Flow: The Psychology of Optimal Experience (Chapters 1 to 6) – Productivity Book Group

Productivity Book Group [ http://productivitybookgroup.org ] discussed the first half of Flow: The Psychology of Optimal Experience [ http://amzn.to/1lE8nPz ] by the renowned psychologist, Dr. Mihalyi Czikszentmihalyi. Enjoy the discussion!


Dr. Czikszentmihalyi is currently Claremont Graduate University’s Distinguished Professor of Psychology and Management. He was formerly a professor of psychology at the University of Chicago for 31 years, also serving as the department head of psychology until 2000. As the father of positive psychology, Dr. Martin Seligman, has said, Dr. Czikszentmihalyi is the world’s leading positive psychology researcher.

In 1990, he published, Flow, and I thought it would be good to explain his definition of “flow” and then we can get into the discussion.

Over the course of 900 interviews, Dr. C.’s analysis of happy people from all walks of life and professions around the globe, he started to hear a word being used for this condition of ecstatic absorption in one’s activity–”flow.” Flow is this effortless state of doing and can be defined by its parts. We may also know this in athletics terms as being “in the zone.”

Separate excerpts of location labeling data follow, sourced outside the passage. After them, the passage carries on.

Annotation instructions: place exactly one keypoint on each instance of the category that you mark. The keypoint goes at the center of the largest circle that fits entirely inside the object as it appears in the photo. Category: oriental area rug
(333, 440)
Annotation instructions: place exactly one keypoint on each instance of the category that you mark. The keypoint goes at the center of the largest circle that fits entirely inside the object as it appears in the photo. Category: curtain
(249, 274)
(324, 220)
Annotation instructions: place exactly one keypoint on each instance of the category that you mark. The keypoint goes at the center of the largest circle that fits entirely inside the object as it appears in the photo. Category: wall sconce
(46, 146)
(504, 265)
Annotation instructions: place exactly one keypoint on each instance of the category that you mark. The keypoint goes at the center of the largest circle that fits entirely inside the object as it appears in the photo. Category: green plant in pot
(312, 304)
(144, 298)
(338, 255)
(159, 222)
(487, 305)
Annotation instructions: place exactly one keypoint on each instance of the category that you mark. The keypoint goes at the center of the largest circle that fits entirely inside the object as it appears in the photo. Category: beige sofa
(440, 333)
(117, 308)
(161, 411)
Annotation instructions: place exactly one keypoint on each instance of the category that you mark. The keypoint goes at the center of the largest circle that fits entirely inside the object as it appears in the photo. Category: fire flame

Through Dr. C.’s research he has identified seven major components:

  1. Goals and rules of the activity are clear, not confusing, and not conflicting, with immediate, moment by moment feedback.
  2. Challenges of the activity are matched with the skills of the person.
  3. Duality of attention disappears; merged action and awareness. Think of this as absolute focus.
  4. Intensity of the present moment…creating a new reality…what he calls “escape forward”…moving you into a focus, productive modality.
  5. A confidence in your control of a experience.
  6. Ego defenses dissipate and you lose a sense of self-consciousness. After the activity, self-esteem increases; one of the paradoxes of flow.
  7. Time warps. More time passes than experience, or time slows down relative to reality.

These are the conditions most-often necessary to achieve flow in your life. Czikszentmihalyi aims in the book, Flow, to engage the reader in knowing as much about these components so that he or she can increase flow in everyday life.


DISCUSSION QUESTIONS

Q1. What is “happiness” to you? And, what do you think about Dr. Czikszentmihalyi’s thoughts on happiness?

Q2. Can you describe times when you achieve flow?

Q3. How do you feel like you can manufacture more components of flow into your personal and family life?

Q4. Physical and mental improvement seem to be the easiest first step toward flow, according to the author. What ways can you “dip your toe” into flow this way?

Q5. How do you feel like you can create more opportunities for flow in your professional life?

Q6. Dr. C. talks about passive experiences, like watching TV where others are in a state of flow, as being counter to us finding our own states of flow. In what ways do you think we can achieve flow even during passive activities to make them active? And, how do we combat this cultural shift toward more sedentary, passive experience?